Eat Static
Science of the Gods
[Planet Dog/Mammoth]
Rating: 7.2
It was a desperate situation. I had fallen asleep at 4:30am and it looked as if I
might be slipping into permanent hibernation. 10:00, 11:00, 12:00 passed... visions of
sugarplums dancing in my head... 1:00, 2:00, 3:00, and deep, deep within my
subconscious I began to realize that with every hour that I slept, I would fall
further and further into an irreversible narcoleptic bliss. I struggled for a way
to wake up. I could feel my hand wandering around my bed in the real world,
finally touching against something hard and plastic -- my salvation, my remote.

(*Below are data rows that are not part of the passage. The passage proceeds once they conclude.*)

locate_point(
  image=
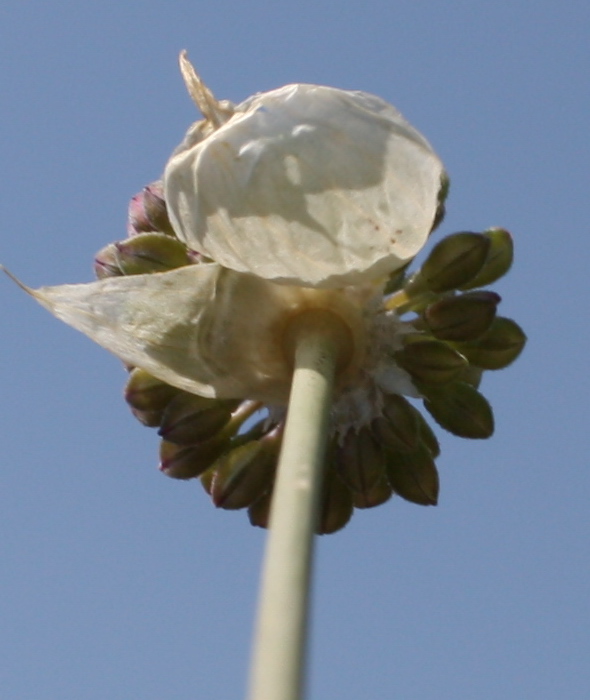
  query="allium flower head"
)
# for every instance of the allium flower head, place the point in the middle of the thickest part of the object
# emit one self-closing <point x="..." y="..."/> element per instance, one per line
<point x="303" y="199"/>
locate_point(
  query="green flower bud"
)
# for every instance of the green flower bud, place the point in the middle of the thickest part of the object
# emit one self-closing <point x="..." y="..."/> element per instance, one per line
<point x="443" y="193"/>
<point x="243" y="474"/>
<point x="359" y="460"/>
<point x="336" y="506"/>
<point x="427" y="435"/>
<point x="146" y="393"/>
<point x="189" y="419"/>
<point x="151" y="252"/>
<point x="182" y="462"/>
<point x="461" y="409"/>
<point x="430" y="361"/>
<point x="498" y="347"/>
<point x="463" y="317"/>
<point x="398" y="429"/>
<point x="470" y="374"/>
<point x="498" y="260"/>
<point x="379" y="493"/>
<point x="454" y="261"/>
<point x="413" y="475"/>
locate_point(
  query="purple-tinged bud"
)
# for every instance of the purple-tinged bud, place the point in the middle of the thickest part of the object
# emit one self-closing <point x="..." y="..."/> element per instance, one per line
<point x="189" y="419"/>
<point x="498" y="347"/>
<point x="259" y="511"/>
<point x="151" y="419"/>
<point x="463" y="317"/>
<point x="461" y="409"/>
<point x="155" y="208"/>
<point x="242" y="475"/>
<point x="181" y="462"/>
<point x="413" y="476"/>
<point x="137" y="220"/>
<point x="145" y="393"/>
<point x="379" y="493"/>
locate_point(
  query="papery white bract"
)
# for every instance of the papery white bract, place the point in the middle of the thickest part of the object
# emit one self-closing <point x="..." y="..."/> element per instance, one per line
<point x="203" y="328"/>
<point x="306" y="185"/>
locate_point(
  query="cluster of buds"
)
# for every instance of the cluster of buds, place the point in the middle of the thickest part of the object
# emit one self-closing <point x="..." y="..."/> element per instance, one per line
<point x="302" y="200"/>
<point x="451" y="335"/>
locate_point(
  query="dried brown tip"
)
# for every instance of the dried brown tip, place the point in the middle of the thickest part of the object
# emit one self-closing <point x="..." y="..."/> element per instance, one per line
<point x="213" y="110"/>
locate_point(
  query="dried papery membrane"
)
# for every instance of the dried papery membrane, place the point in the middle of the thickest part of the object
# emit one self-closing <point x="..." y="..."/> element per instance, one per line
<point x="202" y="328"/>
<point x="307" y="185"/>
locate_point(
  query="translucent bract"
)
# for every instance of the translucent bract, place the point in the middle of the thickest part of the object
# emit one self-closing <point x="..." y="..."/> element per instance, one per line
<point x="305" y="185"/>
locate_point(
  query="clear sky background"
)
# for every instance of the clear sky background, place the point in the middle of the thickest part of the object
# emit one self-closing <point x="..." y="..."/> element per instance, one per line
<point x="118" y="583"/>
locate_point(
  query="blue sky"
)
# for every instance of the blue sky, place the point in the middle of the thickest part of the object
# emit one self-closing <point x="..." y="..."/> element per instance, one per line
<point x="119" y="583"/>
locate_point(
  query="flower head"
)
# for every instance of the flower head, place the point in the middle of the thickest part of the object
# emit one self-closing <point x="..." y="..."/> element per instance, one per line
<point x="302" y="199"/>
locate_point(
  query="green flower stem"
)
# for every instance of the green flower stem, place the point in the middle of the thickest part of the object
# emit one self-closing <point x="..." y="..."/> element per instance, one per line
<point x="278" y="662"/>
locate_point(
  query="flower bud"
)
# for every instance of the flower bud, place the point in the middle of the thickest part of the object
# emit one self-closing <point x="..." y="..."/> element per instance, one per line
<point x="151" y="252"/>
<point x="106" y="262"/>
<point x="377" y="494"/>
<point x="151" y="419"/>
<point x="454" y="261"/>
<point x="427" y="435"/>
<point x="461" y="409"/>
<point x="463" y="317"/>
<point x="430" y="361"/>
<point x="148" y="211"/>
<point x="242" y="475"/>
<point x="336" y="505"/>
<point x="189" y="419"/>
<point x="413" y="476"/>
<point x="498" y="347"/>
<point x="498" y="260"/>
<point x="398" y="429"/>
<point x="146" y="393"/>
<point x="359" y="460"/>
<point x="470" y="374"/>
<point x="442" y="196"/>
<point x="155" y="208"/>
<point x="182" y="462"/>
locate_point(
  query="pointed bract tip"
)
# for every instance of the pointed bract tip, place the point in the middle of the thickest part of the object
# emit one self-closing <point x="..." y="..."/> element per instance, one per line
<point x="23" y="286"/>
<point x="211" y="108"/>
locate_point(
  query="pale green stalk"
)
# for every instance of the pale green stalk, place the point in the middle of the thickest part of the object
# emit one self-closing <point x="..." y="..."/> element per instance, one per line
<point x="278" y="662"/>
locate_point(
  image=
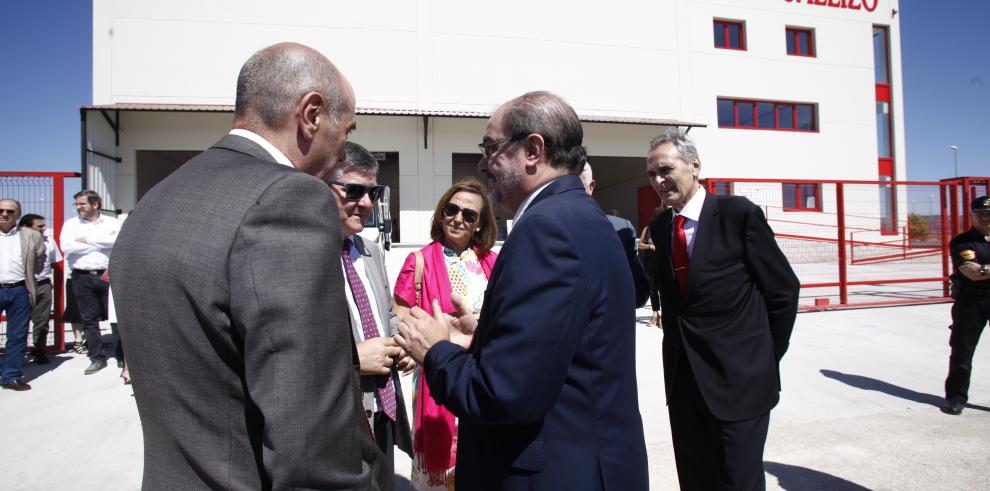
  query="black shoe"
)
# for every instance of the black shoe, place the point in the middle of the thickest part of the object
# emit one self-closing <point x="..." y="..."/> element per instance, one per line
<point x="953" y="407"/>
<point x="96" y="366"/>
<point x="17" y="384"/>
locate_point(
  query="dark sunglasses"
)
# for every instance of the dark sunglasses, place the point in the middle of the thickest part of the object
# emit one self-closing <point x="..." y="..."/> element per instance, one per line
<point x="451" y="210"/>
<point x="355" y="192"/>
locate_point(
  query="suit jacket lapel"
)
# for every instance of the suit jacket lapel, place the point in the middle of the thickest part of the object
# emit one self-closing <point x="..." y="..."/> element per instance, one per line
<point x="702" y="241"/>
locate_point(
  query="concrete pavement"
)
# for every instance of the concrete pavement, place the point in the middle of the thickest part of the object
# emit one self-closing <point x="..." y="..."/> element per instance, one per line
<point x="859" y="410"/>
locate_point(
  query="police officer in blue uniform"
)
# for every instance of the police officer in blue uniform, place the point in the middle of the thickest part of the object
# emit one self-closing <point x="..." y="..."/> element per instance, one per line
<point x="971" y="264"/>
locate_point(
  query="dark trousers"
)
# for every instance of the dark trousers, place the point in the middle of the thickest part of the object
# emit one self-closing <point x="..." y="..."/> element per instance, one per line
<point x="41" y="316"/>
<point x="16" y="302"/>
<point x="969" y="316"/>
<point x="710" y="453"/>
<point x="91" y="298"/>
<point x="384" y="429"/>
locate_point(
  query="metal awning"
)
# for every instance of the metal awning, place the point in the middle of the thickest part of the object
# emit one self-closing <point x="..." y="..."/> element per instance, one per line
<point x="372" y="111"/>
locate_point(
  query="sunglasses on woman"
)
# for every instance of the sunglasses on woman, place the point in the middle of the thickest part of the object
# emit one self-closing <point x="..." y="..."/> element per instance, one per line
<point x="451" y="210"/>
<point x="355" y="192"/>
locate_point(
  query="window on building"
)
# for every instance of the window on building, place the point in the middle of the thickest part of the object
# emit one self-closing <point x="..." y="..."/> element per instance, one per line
<point x="721" y="188"/>
<point x="767" y="115"/>
<point x="800" y="42"/>
<point x="802" y="197"/>
<point x="730" y="34"/>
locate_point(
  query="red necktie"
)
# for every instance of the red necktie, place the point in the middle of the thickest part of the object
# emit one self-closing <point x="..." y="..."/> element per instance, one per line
<point x="680" y="256"/>
<point x="383" y="383"/>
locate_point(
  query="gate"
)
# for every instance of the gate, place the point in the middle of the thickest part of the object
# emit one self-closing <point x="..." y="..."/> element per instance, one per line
<point x="42" y="193"/>
<point x="863" y="243"/>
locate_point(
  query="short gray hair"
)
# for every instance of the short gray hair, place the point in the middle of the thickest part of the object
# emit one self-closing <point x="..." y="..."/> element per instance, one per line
<point x="358" y="159"/>
<point x="681" y="142"/>
<point x="273" y="80"/>
<point x="551" y="117"/>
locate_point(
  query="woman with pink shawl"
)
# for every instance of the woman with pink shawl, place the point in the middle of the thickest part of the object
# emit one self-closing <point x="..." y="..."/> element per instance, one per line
<point x="457" y="262"/>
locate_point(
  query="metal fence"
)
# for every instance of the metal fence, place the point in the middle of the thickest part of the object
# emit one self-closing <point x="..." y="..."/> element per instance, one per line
<point x="863" y="243"/>
<point x="42" y="193"/>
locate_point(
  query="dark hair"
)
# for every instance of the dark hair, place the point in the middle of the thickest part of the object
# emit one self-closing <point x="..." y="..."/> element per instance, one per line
<point x="359" y="159"/>
<point x="29" y="219"/>
<point x="484" y="238"/>
<point x="551" y="117"/>
<point x="91" y="196"/>
<point x="273" y="80"/>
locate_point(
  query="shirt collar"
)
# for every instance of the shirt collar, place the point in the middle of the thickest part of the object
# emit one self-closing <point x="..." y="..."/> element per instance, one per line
<point x="263" y="143"/>
<point x="529" y="199"/>
<point x="692" y="210"/>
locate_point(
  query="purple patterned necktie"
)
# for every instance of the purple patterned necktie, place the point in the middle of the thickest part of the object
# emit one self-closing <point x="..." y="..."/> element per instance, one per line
<point x="383" y="383"/>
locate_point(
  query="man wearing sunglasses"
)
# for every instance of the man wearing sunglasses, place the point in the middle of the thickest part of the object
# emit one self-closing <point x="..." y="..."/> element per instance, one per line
<point x="369" y="301"/>
<point x="546" y="394"/>
<point x="231" y="302"/>
<point x="22" y="254"/>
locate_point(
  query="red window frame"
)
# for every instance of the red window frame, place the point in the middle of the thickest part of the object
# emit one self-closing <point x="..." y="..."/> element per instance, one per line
<point x="725" y="30"/>
<point x="798" y="197"/>
<point x="792" y="32"/>
<point x="777" y="106"/>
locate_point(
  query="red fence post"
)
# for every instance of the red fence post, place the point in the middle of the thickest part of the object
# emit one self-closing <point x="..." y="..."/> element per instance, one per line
<point x="840" y="212"/>
<point x="58" y="214"/>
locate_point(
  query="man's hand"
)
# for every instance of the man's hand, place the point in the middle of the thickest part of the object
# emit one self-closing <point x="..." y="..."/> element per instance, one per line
<point x="971" y="270"/>
<point x="418" y="331"/>
<point x="463" y="324"/>
<point x="377" y="355"/>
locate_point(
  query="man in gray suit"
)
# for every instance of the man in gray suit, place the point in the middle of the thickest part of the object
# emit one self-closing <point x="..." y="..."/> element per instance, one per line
<point x="231" y="303"/>
<point x="356" y="191"/>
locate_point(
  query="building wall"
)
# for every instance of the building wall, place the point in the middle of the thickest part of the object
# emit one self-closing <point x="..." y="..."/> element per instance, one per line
<point x="635" y="58"/>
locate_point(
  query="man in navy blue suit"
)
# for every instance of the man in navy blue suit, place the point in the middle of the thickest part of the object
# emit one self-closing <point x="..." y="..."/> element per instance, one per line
<point x="546" y="389"/>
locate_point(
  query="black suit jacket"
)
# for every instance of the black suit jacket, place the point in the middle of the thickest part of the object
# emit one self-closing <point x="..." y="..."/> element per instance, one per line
<point x="547" y="395"/>
<point x="733" y="322"/>
<point x="229" y="292"/>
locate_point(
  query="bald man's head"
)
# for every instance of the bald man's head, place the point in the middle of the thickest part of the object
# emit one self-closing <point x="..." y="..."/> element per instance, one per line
<point x="273" y="80"/>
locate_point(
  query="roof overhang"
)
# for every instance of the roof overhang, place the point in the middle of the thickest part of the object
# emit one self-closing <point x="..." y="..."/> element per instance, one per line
<point x="371" y="111"/>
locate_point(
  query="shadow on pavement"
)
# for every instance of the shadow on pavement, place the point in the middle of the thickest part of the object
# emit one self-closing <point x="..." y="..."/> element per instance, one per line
<point x="867" y="383"/>
<point x="795" y="477"/>
<point x="33" y="370"/>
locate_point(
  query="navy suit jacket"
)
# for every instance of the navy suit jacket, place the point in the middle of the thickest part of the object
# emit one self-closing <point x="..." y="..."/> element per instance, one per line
<point x="547" y="395"/>
<point x="733" y="322"/>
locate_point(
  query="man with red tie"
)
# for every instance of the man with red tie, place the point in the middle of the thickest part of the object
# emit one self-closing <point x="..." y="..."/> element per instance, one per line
<point x="355" y="188"/>
<point x="729" y="300"/>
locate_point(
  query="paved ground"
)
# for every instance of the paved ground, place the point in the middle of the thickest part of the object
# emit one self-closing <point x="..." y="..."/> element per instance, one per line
<point x="858" y="411"/>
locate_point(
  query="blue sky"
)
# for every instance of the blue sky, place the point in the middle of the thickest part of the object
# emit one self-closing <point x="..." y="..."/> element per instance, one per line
<point x="47" y="60"/>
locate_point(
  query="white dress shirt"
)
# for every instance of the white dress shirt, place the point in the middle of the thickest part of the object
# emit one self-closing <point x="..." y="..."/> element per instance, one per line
<point x="94" y="254"/>
<point x="691" y="212"/>
<point x="11" y="262"/>
<point x="528" y="200"/>
<point x="263" y="143"/>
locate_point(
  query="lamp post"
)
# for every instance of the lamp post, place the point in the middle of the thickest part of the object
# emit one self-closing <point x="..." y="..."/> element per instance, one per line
<point x="955" y="159"/>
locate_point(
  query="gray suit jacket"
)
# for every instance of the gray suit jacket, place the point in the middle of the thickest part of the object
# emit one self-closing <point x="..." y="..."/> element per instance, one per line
<point x="230" y="301"/>
<point x="374" y="268"/>
<point x="33" y="257"/>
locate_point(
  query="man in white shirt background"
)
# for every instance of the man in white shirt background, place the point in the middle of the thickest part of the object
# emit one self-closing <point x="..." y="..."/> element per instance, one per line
<point x="86" y="242"/>
<point x="41" y="314"/>
<point x="21" y="254"/>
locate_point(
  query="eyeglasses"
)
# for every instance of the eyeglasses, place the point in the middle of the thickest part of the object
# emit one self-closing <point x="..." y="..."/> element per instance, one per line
<point x="489" y="147"/>
<point x="451" y="210"/>
<point x="355" y="192"/>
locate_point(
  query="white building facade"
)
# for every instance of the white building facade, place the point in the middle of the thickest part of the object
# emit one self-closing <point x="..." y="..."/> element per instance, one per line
<point x="782" y="89"/>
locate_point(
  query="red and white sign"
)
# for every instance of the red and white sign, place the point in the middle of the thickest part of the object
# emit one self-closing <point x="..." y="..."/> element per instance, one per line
<point x="867" y="5"/>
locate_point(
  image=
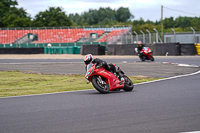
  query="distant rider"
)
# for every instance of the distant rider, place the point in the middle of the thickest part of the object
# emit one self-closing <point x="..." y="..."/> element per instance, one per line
<point x="89" y="59"/>
<point x="139" y="48"/>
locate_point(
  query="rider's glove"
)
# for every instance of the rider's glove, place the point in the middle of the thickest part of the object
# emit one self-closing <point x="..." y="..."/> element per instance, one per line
<point x="97" y="66"/>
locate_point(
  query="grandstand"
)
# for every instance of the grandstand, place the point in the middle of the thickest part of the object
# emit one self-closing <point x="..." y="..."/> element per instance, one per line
<point x="67" y="35"/>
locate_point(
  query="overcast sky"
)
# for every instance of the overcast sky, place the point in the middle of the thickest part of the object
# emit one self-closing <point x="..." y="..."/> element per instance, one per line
<point x="146" y="9"/>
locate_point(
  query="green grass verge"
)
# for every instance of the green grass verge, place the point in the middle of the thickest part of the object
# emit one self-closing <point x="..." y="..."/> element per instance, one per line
<point x="17" y="83"/>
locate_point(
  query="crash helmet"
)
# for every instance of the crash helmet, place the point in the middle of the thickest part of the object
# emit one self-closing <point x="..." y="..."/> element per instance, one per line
<point x="139" y="44"/>
<point x="87" y="59"/>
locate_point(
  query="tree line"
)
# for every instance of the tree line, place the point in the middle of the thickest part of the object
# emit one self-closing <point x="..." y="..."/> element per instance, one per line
<point x="11" y="16"/>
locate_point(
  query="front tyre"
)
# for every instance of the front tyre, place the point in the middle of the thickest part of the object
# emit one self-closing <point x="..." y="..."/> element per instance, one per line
<point x="100" y="85"/>
<point x="128" y="85"/>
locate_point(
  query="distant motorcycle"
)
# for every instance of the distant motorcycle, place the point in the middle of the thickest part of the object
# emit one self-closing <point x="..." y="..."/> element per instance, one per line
<point x="145" y="54"/>
<point x="105" y="81"/>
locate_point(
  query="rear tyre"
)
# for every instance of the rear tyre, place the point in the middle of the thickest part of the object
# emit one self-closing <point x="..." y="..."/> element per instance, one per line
<point x="128" y="85"/>
<point x="100" y="85"/>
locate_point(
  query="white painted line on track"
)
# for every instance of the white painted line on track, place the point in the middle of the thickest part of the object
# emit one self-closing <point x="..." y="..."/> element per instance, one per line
<point x="42" y="63"/>
<point x="191" y="132"/>
<point x="179" y="76"/>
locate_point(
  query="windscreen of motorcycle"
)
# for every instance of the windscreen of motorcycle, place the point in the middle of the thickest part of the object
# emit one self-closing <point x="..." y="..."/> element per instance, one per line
<point x="89" y="66"/>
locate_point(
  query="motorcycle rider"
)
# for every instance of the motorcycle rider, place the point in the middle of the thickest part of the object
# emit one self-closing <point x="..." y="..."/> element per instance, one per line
<point x="139" y="48"/>
<point x="109" y="67"/>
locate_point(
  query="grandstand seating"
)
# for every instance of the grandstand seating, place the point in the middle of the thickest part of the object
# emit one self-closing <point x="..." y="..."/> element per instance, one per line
<point x="58" y="35"/>
<point x="115" y="32"/>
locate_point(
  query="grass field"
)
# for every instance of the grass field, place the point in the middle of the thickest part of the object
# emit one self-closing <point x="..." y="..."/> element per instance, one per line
<point x="17" y="83"/>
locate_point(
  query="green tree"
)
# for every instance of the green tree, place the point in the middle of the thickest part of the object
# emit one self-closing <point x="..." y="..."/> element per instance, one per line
<point x="10" y="16"/>
<point x="123" y="14"/>
<point x="52" y="17"/>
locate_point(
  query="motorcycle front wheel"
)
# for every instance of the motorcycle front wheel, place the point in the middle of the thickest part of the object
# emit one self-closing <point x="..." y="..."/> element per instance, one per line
<point x="152" y="59"/>
<point x="100" y="85"/>
<point x="128" y="85"/>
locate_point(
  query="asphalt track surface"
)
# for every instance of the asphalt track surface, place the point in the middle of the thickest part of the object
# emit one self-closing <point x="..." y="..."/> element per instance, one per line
<point x="164" y="106"/>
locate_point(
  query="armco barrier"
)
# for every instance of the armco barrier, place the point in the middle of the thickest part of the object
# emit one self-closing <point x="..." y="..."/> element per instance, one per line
<point x="157" y="49"/>
<point x="188" y="49"/>
<point x="21" y="50"/>
<point x="92" y="49"/>
<point x="198" y="48"/>
<point x="62" y="50"/>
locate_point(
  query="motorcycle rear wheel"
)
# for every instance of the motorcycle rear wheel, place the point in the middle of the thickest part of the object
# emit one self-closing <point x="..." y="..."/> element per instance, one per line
<point x="142" y="58"/>
<point x="99" y="85"/>
<point x="128" y="85"/>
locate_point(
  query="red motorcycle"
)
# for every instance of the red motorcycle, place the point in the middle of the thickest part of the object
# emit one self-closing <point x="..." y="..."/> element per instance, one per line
<point x="105" y="81"/>
<point x="145" y="54"/>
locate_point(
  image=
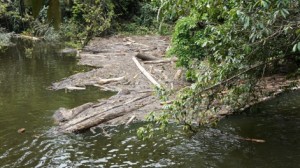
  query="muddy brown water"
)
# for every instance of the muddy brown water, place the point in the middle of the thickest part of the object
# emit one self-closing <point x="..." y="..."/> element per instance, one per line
<point x="25" y="102"/>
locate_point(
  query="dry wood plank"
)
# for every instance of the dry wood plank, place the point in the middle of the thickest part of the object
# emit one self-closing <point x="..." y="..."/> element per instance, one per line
<point x="147" y="74"/>
<point x="105" y="81"/>
<point x="145" y="57"/>
<point x="161" y="61"/>
<point x="27" y="37"/>
<point x="106" y="114"/>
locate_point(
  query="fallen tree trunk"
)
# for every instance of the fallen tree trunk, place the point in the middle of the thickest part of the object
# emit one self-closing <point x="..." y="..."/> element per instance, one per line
<point x="107" y="111"/>
<point x="105" y="81"/>
<point x="21" y="36"/>
<point x="145" y="57"/>
<point x="143" y="70"/>
<point x="161" y="61"/>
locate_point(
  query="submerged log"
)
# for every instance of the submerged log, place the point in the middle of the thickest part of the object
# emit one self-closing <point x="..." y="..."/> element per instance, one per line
<point x="21" y="36"/>
<point x="80" y="120"/>
<point x="147" y="74"/>
<point x="63" y="114"/>
<point x="145" y="57"/>
<point x="105" y="81"/>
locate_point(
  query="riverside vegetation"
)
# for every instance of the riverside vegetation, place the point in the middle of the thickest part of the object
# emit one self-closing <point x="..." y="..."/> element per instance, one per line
<point x="227" y="49"/>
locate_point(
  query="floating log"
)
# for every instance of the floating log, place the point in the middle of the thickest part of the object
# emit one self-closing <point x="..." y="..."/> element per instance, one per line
<point x="130" y="120"/>
<point x="63" y="114"/>
<point x="107" y="111"/>
<point x="28" y="37"/>
<point x="143" y="70"/>
<point x="75" y="88"/>
<point x="21" y="130"/>
<point x="145" y="57"/>
<point x="252" y="140"/>
<point x="105" y="81"/>
<point x="161" y="61"/>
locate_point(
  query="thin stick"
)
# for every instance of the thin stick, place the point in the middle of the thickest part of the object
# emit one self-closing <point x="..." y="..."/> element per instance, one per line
<point x="142" y="69"/>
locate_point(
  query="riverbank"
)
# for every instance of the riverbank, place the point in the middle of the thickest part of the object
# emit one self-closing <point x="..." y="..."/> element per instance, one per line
<point x="116" y="70"/>
<point x="120" y="65"/>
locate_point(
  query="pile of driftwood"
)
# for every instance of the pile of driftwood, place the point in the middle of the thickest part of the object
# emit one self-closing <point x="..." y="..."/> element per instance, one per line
<point x="92" y="114"/>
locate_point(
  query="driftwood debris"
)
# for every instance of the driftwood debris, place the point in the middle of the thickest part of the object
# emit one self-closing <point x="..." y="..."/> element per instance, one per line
<point x="170" y="60"/>
<point x="252" y="140"/>
<point x="63" y="114"/>
<point x="21" y="36"/>
<point x="147" y="74"/>
<point x="75" y="88"/>
<point x="105" y="81"/>
<point x="146" y="57"/>
<point x="89" y="115"/>
<point x="130" y="120"/>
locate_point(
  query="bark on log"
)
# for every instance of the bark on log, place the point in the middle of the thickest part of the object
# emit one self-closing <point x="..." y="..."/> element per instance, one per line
<point x="63" y="114"/>
<point x="145" y="57"/>
<point x="75" y="88"/>
<point x="105" y="81"/>
<point x="161" y="61"/>
<point x="27" y="37"/>
<point x="145" y="72"/>
<point x="107" y="113"/>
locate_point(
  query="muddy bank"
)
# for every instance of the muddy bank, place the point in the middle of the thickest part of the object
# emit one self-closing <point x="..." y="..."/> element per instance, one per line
<point x="117" y="71"/>
<point x="123" y="65"/>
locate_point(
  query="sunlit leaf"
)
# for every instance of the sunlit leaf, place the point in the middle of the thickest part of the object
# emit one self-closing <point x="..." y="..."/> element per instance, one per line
<point x="54" y="14"/>
<point x="36" y="7"/>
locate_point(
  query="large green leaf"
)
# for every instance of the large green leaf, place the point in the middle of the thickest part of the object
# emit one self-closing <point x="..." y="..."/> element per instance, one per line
<point x="54" y="14"/>
<point x="36" y="7"/>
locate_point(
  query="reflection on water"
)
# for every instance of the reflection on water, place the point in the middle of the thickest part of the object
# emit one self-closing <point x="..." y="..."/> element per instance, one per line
<point x="26" y="103"/>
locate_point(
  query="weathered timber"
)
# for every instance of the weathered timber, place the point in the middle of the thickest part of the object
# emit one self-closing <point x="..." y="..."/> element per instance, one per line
<point x="103" y="113"/>
<point x="21" y="36"/>
<point x="170" y="60"/>
<point x="63" y="114"/>
<point x="147" y="74"/>
<point x="105" y="81"/>
<point x="146" y="57"/>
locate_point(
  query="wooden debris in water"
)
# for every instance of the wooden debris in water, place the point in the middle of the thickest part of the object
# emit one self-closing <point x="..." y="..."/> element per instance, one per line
<point x="130" y="120"/>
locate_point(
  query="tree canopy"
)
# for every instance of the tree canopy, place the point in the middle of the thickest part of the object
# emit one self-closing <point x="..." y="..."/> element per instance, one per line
<point x="226" y="47"/>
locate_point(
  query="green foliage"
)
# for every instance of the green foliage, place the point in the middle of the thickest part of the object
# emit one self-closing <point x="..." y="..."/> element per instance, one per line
<point x="226" y="48"/>
<point x="88" y="19"/>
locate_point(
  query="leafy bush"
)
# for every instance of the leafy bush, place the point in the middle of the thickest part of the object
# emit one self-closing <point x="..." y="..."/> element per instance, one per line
<point x="228" y="47"/>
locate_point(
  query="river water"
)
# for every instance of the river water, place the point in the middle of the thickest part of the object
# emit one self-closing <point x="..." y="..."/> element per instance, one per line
<point x="26" y="71"/>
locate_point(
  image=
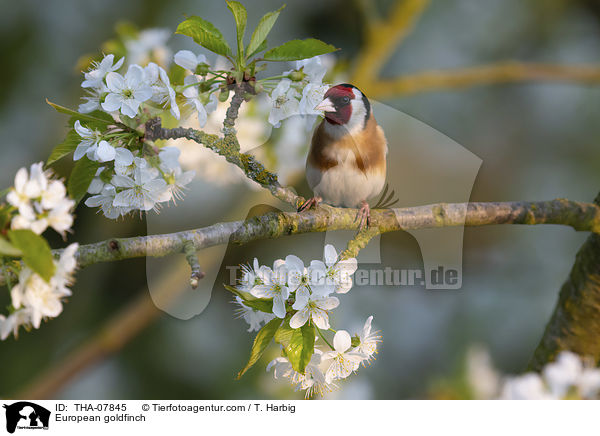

I felt for the number one and far, far in the distance I could hear the changer
loading. I knew that this was the only way -- to plug Eat Static's Science Of The
Gods in at maximum volume. My finger wandered down to the "volume +" button and
held it down. I could hear the speakers hissing from behind Christopher Walken in
my dream. Then, my stereo erupted.
Opening with a series of evil bloops and distorted voices, then merging into the
goopy bass that is characteristic for the entire CD, Science Of The Gods
bitch-slapped me awake (like the bitch that I am). This is trad-skool techno,
kids; primarily consisting of thick beats with aggressive drum overlays and complex
tempo changes often building to overload crescendos, then dropping off to mutate
into whole new throbs. Heavy. Hardly any voice and very little of the more
organic elements that we've been seeing in most techno recently, like bongos
and tribal chants. Few samples. This is music that proudly comes from a machine.
It's not simple, nor is it necessarily easy, filled with saucy off-tempo breaks.
Violent mechanical chaos stuffed into order by Merv and Joie. Science is
significantly harder and more focused than Eat Static's earlier stuff, and word is
they're doing the music for the game "Conquest Earth." Let's keep an eye on 'em.